What we already got via OSL or Arnold from your list:
- Noises impossible to make with old map, including bercon maps is possible to make with OSL and Arnold shaders.
- Vector map, we can further manipulate vectors that are impossible to do with legacy system.
- Color correct from Arnold is better than Max legacy CC, we also have CC nodes in OSL, we can integrate any color correction algo ever invented easily to expand the utility set.
- Vertex color, we dont even need that map, vertex colors are data channels that can be called directly as floats or vector/color at any point you want to do so with User data nodes, or OSL code or OSL UVW map channel set to 0.
-Composit map exsists for both OSL and Arnold, OSL composit map can be expanded its no problem to have a stack of shaders that feed.
- Tile/multitile, with 2020 we have Simple tiles OSL, we can also extend it to create any tile pattern you like, so way more flexible.
- Normal bump, I have written several Normal shaders for OSL, Arnold handles normal bump as well, we can do anything you want with OSL much more than the legacy system can give on the normal account.
- Triplanar, we can build OSL triplanar blends that are more advanced, technically the legacy one does nothing we cant do in other ways.
- Advanced wood cant be ported to open source code since it utilizes a closed set of functions autodesk wont let go out to free. We have already compiled several Wood OSL shaders, so its possible to let go, maybe the advanced wood shader can even be free, I dont know.
So that leaves substance, shape map, text map, texture object mask.
Some external loader for substance, yes makes sense.
The 3 others makes calls to mesh and other things, I would like to see the numbers of people using these 3 maps on a regular basis and then evaluate if a different workflow can be made.
So its not a whole lot actually.
On the other side, by dropping legacy maps you gain SIGNIFICANT pipeline benefits, and you also gain access to a far broader feature selection especially with OSL.
Multi-tile = UDIM 🙂 Have MAXtoA self support for this?
And finally - if devs cannot/dont want support "Legacy" (1 - 3 years old 🙂 things - please create powerfull convertor. When I trying existing script first time - I cried for 10 minutes.
The age of the maps is not the problem, its the format under which they have been developed that is the problem.
Both Arnold and OSL supports UDIM tokens.
Well, I will not remind now about the reports that "we made a new API, which allows you to easily use the Max's maps and materials in any renderers, etc." I see that everything is translated into OSL, and that is good. But... When I tried to use the Shape Map for masks on the landscape (roads etc.), I fell in love with it. No need to think about resolution, you can always correct the map in place. I don’t know how many people use it in their works, probably a little, just because they don’t know about it 🙂 Similarly, Vector Map and Text Map. Is the realization of these maps a big problem?

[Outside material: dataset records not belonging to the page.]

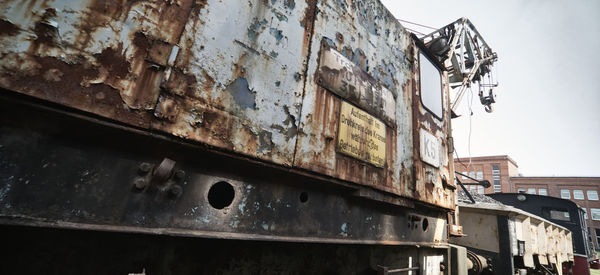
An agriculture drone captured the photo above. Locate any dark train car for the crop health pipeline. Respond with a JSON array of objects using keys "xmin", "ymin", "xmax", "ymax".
[{"xmin": 489, "ymin": 193, "xmax": 595, "ymax": 274}]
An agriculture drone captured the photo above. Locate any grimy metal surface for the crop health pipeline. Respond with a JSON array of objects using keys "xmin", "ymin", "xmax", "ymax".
[
  {"xmin": 0, "ymin": 0, "xmax": 455, "ymax": 210},
  {"xmin": 450, "ymin": 203, "xmax": 573, "ymax": 274},
  {"xmin": 0, "ymin": 226, "xmax": 445, "ymax": 275},
  {"xmin": 0, "ymin": 96, "xmax": 447, "ymax": 248}
]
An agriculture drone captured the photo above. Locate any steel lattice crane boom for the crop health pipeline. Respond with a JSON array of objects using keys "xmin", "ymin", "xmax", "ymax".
[{"xmin": 421, "ymin": 18, "xmax": 498, "ymax": 116}]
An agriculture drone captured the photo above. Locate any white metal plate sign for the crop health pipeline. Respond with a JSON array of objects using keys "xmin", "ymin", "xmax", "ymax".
[{"xmin": 419, "ymin": 129, "xmax": 440, "ymax": 167}]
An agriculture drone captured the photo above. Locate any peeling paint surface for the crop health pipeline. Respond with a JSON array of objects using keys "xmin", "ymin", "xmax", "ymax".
[{"xmin": 0, "ymin": 0, "xmax": 454, "ymax": 209}]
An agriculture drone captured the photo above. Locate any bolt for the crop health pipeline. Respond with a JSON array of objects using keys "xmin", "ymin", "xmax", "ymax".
[
  {"xmin": 133, "ymin": 178, "xmax": 147, "ymax": 191},
  {"xmin": 169, "ymin": 184, "xmax": 183, "ymax": 198},
  {"xmin": 174, "ymin": 170, "xmax": 185, "ymax": 179},
  {"xmin": 139, "ymin": 162, "xmax": 152, "ymax": 174}
]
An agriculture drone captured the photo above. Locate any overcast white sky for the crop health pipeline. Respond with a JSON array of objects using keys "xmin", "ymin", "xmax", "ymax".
[{"xmin": 382, "ymin": 0, "xmax": 600, "ymax": 176}]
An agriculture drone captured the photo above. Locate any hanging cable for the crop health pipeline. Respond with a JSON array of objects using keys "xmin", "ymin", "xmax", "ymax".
[{"xmin": 467, "ymin": 86, "xmax": 473, "ymax": 168}]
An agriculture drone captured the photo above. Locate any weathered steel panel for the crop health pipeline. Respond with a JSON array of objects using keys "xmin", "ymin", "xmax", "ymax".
[
  {"xmin": 294, "ymin": 0, "xmax": 414, "ymax": 201},
  {"xmin": 0, "ymin": 0, "xmax": 454, "ymax": 209},
  {"xmin": 152, "ymin": 1, "xmax": 310, "ymax": 166},
  {"xmin": 0, "ymin": 0, "xmax": 311, "ymax": 165}
]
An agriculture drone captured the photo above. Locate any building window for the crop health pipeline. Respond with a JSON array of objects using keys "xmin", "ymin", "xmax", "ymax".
[
  {"xmin": 492, "ymin": 165, "xmax": 502, "ymax": 193},
  {"xmin": 549, "ymin": 209, "xmax": 571, "ymax": 221},
  {"xmin": 492, "ymin": 165, "xmax": 500, "ymax": 175},
  {"xmin": 419, "ymin": 53, "xmax": 444, "ymax": 119},
  {"xmin": 587, "ymin": 190, "xmax": 598, "ymax": 201},
  {"xmin": 590, "ymin": 208, "xmax": 600, "ymax": 221}
]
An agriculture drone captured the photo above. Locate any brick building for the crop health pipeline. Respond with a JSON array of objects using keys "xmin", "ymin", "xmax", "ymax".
[
  {"xmin": 454, "ymin": 155, "xmax": 600, "ymax": 250},
  {"xmin": 510, "ymin": 177, "xmax": 600, "ymax": 249},
  {"xmin": 454, "ymin": 155, "xmax": 519, "ymax": 194}
]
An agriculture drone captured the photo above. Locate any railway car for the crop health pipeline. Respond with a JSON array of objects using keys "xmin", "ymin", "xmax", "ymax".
[
  {"xmin": 0, "ymin": 0, "xmax": 496, "ymax": 274},
  {"xmin": 451, "ymin": 193, "xmax": 580, "ymax": 275},
  {"xmin": 490, "ymin": 193, "xmax": 596, "ymax": 275}
]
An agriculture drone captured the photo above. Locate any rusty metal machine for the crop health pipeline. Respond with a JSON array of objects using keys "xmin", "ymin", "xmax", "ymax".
[
  {"xmin": 450, "ymin": 193, "xmax": 576, "ymax": 275},
  {"xmin": 0, "ymin": 0, "xmax": 496, "ymax": 274}
]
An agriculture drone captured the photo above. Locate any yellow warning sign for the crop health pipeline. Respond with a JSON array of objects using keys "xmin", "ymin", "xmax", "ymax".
[{"xmin": 337, "ymin": 101, "xmax": 386, "ymax": 168}]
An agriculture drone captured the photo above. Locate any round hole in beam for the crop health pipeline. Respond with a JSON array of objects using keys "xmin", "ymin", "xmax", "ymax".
[
  {"xmin": 208, "ymin": 181, "xmax": 235, "ymax": 209},
  {"xmin": 300, "ymin": 192, "xmax": 308, "ymax": 203}
]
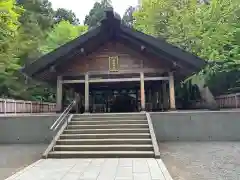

I have put shape map and text map on review list, potential OSL.
vector map loads vector files, so would have to be an Arnold shader for now.
Before writing about OSL, did you test the performance of these maps? They are INCREDIBLY slow, this is a pretty obvious reason not to use them unless absolutely necessary. There is a wonderful map that has no analogue Advanced wood. In the end, it’s already time to make the map of Arnold in the viewport, because this is the stone age
It's not correct OSL is slow, on the contrary.
I have written many shaders, and I have fluid realtime 30->60 FPS in the viewport rendering particles, volume effects, fractals, you name it.